Dois suspeitos foram detidos no meio da mata com facões.
Um deles possuía uma espingarda calibre 36.


Na manhã do dia oito de junho, a Guarda Portuária do Porto de Santos, litoral de São Paulo, recebeu uma denúncia anônima de que havia elementos suspeitos no acesso às torres de transmissão de energia, localizadas na área conhecida como “Terra Forte”, acessada na altura do Km 228 da Rodovia Rio-Santos.
A equipe de policiamento da “Operação Curto-Circuito”, criada especialmente para inibir os furtos de cabos das linhas de transmissão, que conduz a energia elétrica da Usina de Itatinga, em Bertioga, para o Porto de Santos, foi designada para ali comparecer.
Diante das informações, as viaturas da Guarda Portuária se dirigiram para o local e após várias incursões na mata, localizaram um veículo da marca Tower Coach, de placa CEK 5186.
Como o veículo estava abandonado, foi montada uma campana. Já no período da tarde, dois indivíduos foram avistados se aproximando do veículo, no entanto, quando perceberam a presença da Guarda Portuária, empreenderam fuga mata adentro.
Posteriormente, já no período noturno, com o apoio de outras equipes da Guarda Portuária, e de uma viatura da Polícia Militar, os suspeitos foram localizados e detidos, sendo apreendidos de posse deles uma espingarda de calibre 36, da marca boito, dez cartuchos intactos, uma lima e dois facões.

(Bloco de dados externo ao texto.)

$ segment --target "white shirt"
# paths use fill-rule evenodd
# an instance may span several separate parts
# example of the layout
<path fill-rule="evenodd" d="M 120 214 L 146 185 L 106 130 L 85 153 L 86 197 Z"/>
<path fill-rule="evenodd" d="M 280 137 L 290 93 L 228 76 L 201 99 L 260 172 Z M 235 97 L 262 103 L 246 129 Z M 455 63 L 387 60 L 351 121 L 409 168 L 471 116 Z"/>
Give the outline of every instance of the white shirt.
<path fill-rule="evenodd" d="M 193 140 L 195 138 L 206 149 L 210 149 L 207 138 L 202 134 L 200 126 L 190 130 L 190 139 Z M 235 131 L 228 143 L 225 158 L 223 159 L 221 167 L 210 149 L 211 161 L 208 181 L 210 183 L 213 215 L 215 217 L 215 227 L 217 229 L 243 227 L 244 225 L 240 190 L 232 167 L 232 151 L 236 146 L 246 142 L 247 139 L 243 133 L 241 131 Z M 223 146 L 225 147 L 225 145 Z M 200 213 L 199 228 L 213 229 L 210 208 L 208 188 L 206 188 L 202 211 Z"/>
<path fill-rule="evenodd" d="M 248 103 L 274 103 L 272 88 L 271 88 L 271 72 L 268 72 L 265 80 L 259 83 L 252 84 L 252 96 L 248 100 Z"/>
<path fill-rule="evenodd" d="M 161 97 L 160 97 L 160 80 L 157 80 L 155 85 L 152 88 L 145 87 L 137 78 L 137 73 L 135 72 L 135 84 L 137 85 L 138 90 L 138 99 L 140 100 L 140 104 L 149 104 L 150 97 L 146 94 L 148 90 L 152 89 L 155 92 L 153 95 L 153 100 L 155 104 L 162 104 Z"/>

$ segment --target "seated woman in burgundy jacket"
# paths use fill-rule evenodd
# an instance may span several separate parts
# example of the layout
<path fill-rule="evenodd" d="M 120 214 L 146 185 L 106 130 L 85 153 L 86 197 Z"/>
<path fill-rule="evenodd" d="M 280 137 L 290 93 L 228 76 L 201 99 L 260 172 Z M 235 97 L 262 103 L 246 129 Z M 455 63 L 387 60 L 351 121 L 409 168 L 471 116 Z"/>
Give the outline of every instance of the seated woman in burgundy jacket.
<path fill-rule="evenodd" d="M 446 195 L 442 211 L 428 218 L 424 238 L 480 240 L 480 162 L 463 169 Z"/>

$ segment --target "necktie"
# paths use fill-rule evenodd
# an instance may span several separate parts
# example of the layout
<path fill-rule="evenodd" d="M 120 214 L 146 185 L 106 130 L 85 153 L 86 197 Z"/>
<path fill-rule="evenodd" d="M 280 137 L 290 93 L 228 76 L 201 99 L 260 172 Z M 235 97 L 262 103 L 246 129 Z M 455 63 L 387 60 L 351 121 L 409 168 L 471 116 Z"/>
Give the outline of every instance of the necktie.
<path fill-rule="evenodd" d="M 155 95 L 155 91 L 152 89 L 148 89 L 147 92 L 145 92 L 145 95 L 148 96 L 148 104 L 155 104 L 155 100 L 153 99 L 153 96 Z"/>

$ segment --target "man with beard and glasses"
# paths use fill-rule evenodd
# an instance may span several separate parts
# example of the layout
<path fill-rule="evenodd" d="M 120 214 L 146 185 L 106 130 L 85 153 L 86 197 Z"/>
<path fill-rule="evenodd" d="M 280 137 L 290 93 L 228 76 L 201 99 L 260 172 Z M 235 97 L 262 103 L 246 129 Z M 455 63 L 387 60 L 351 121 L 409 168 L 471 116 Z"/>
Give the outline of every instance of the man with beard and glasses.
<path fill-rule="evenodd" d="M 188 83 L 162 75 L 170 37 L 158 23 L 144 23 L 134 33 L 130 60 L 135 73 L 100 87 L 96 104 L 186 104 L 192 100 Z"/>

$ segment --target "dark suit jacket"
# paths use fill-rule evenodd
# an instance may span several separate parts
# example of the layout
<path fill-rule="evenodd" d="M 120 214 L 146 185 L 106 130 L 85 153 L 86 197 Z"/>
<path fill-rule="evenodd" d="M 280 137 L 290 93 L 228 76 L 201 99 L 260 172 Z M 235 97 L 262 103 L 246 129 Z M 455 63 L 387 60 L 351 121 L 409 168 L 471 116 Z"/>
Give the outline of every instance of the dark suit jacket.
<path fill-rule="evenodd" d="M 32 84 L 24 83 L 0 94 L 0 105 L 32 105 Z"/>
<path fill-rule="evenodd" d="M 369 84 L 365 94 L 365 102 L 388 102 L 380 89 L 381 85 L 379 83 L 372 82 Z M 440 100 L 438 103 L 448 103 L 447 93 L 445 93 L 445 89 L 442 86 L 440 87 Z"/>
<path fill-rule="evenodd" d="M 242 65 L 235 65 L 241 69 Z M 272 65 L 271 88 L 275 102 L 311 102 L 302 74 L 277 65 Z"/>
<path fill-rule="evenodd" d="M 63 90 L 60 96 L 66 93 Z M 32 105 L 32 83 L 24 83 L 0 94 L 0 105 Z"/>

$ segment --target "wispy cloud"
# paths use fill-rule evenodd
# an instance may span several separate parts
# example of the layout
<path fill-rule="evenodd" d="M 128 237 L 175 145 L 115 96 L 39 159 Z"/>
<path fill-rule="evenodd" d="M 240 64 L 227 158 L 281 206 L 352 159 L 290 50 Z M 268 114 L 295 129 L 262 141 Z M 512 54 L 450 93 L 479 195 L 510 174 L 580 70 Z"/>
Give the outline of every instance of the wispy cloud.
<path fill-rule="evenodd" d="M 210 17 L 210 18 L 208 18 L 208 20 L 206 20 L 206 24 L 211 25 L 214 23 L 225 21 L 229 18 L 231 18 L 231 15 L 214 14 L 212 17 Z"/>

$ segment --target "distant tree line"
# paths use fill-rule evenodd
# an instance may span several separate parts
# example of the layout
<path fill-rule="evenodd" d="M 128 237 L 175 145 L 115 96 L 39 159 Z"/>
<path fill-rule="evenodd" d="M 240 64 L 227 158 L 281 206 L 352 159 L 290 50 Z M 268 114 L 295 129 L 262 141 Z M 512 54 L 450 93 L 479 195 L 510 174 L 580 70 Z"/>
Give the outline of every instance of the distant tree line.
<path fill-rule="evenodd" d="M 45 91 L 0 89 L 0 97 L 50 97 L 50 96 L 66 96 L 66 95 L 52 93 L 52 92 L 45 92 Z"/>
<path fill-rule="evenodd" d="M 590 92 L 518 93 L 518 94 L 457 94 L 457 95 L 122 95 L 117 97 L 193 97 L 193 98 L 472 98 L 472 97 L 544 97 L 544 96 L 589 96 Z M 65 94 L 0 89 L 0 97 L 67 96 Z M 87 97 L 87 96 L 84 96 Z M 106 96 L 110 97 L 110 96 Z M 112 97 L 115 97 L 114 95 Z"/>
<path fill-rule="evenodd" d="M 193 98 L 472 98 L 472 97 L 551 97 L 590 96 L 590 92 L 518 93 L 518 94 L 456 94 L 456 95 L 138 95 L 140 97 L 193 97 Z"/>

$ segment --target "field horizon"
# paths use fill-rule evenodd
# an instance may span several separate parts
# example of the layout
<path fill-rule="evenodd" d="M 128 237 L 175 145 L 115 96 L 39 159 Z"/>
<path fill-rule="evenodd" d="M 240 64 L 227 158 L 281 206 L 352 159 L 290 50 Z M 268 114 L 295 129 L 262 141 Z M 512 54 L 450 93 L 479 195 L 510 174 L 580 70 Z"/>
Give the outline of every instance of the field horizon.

Os suspeitos, identificados como Clébson Almeida de Carvalho, 40 anos, autônomo e Norival Otacílio Lopes Júnior, 35 anos, auxiliar de cozinha, ambos moradores do bairro de Vista Linda, em Bertioga, alegaram que estavam no local realizando uma trilha para pegar palmito e a arma era para a sua defesa, negando qualquer envolvimento com o furto de cabos de cobre das linhas de transmissão. Clébson assumiu a propriedade da arma.
Os elementos detidos e o material apreendido foram conduzidos à Central de Polícia Judiciária (CPJ), localizada no 1º Distrito de Santos, onde foram apresentados ao delegado Luiz Ricardo de Lara Dias Júnior, da Delegacia de Investigações Gerais (DIG), que autuou Clébson em flagrante por porte ilegal de arma de fogo de uso permitido (Lei 10.826/03 - art.14 / art. 302 CPP), sendo Norival arrolado como testemunha.

Como Clébson não teve condições de recolher a fiança arbitrada pela autoridade policial, ele foi encaminhado para a Cadeia Pública de Guarujá, onde ficou à disposição da justiça.